A Literature Review on Cyber Risk Studies Across Multidisciplines
Cyber risks have been posing increasing concerns to both the public and private sectors, drawing significant attention to the research on these risks. The study of cyber risks inherently involves multiple disciplines and is thus approached from various angles, including actuarial science, information science, computer science, insurance economics, legislation and policymaking. While research from each discipline provides valuable insights, there is a lack of a comprehensive review that outlines the connections among studies in these different fields. The purpose of this project is to conduct a comprehensive review of existing literature on cyber risks, identify the interconnections among studies from different approaches, and provide insights and inspirations for future synergistic research across various disciplines.

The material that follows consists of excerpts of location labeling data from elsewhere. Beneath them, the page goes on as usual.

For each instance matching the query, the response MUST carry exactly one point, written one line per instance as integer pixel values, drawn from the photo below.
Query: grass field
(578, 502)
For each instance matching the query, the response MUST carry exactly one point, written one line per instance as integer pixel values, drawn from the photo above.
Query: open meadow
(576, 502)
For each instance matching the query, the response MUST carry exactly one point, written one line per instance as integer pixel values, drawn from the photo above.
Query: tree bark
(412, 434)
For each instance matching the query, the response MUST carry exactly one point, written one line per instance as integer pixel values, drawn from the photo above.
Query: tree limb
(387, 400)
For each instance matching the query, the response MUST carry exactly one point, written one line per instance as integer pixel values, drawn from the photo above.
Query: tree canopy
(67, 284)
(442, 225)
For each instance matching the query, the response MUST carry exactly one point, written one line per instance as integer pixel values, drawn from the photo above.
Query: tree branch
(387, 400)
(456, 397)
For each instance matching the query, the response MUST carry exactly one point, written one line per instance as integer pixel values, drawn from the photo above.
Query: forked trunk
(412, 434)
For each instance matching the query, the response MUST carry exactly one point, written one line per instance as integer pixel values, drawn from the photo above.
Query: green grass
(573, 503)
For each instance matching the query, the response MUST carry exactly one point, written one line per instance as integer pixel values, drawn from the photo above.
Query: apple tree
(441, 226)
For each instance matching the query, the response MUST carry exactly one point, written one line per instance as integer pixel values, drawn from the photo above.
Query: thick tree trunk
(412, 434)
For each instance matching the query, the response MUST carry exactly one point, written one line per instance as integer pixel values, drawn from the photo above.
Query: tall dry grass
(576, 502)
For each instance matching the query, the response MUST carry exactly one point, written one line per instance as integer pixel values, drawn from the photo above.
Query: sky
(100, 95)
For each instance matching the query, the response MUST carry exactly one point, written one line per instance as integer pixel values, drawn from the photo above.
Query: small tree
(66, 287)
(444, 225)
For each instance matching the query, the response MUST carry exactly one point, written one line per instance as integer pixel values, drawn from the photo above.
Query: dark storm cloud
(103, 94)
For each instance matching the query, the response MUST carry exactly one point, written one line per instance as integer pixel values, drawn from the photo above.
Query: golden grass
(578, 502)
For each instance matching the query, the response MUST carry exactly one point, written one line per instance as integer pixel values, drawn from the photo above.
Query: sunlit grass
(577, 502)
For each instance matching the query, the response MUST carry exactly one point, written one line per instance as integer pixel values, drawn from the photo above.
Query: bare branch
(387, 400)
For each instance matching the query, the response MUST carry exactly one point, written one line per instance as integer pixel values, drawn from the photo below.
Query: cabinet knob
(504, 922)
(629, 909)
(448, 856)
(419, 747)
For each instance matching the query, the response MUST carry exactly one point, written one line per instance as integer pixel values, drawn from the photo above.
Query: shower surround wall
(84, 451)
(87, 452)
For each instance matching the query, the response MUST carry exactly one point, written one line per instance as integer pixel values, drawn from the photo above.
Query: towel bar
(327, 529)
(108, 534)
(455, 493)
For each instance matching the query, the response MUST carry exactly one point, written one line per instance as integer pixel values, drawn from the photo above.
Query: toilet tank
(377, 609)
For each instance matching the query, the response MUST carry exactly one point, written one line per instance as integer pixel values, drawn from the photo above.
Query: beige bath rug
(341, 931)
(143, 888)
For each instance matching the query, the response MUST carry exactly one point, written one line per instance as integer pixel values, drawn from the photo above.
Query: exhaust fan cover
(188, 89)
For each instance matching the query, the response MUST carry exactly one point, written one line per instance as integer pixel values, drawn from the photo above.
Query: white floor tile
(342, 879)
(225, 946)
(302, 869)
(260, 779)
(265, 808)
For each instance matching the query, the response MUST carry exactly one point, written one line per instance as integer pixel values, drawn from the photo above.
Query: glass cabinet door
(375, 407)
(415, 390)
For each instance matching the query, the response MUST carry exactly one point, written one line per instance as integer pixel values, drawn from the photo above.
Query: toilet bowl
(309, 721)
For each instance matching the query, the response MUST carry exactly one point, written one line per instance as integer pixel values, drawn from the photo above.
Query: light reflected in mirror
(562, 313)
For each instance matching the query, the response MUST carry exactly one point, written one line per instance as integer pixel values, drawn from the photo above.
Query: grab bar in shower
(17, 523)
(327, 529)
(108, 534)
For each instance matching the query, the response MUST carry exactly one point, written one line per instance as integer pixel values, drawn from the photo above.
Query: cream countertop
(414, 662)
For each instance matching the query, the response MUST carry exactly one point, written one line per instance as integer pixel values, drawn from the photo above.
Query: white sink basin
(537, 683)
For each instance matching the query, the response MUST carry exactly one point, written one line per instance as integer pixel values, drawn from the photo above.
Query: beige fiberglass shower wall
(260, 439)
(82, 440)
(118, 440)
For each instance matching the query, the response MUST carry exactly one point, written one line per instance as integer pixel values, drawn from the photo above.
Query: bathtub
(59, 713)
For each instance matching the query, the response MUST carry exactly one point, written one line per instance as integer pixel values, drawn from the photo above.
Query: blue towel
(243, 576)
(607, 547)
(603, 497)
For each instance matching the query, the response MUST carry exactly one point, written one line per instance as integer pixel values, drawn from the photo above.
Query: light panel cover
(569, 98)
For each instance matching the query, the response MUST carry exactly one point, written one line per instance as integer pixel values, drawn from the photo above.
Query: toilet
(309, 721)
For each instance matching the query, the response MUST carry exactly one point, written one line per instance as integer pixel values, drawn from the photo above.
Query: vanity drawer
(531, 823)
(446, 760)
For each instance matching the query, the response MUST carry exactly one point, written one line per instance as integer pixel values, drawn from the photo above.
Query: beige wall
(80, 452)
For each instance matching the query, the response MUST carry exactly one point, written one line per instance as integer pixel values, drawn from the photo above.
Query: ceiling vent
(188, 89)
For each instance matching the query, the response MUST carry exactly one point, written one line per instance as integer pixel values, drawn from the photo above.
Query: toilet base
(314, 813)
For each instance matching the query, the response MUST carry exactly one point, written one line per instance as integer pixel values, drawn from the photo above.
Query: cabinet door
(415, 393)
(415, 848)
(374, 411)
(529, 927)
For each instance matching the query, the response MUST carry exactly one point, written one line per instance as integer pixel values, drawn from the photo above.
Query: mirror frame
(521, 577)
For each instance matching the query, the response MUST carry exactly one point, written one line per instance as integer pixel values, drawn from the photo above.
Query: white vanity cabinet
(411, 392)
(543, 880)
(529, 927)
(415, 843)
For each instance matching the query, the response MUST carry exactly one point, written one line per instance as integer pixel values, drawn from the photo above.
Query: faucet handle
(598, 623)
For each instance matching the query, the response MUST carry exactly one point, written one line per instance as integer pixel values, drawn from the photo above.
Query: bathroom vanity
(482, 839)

Students are expected to collect and organize literature on cyber risk studies and present the findings to the supervisor on a regular basis. Proficiency in scientific reading and presentation is required. A background in actuarial science, statistics, computer science, or information technology is preferred.
Supervisor: Wei Wei
Graduate Supervisor: Jiajie Yang
Actuarial Applications of Machine Learning in Python
Machine learning techniques have revolutionized data analysis across various industries, including actuarial science. This project aims to explore and apply machine learning paradigms to actuarial problems using Python and pre-built packages. By leveraging these tools, students will gain practical experience in employing advanced computational methods to solve real-world actuarial challenges.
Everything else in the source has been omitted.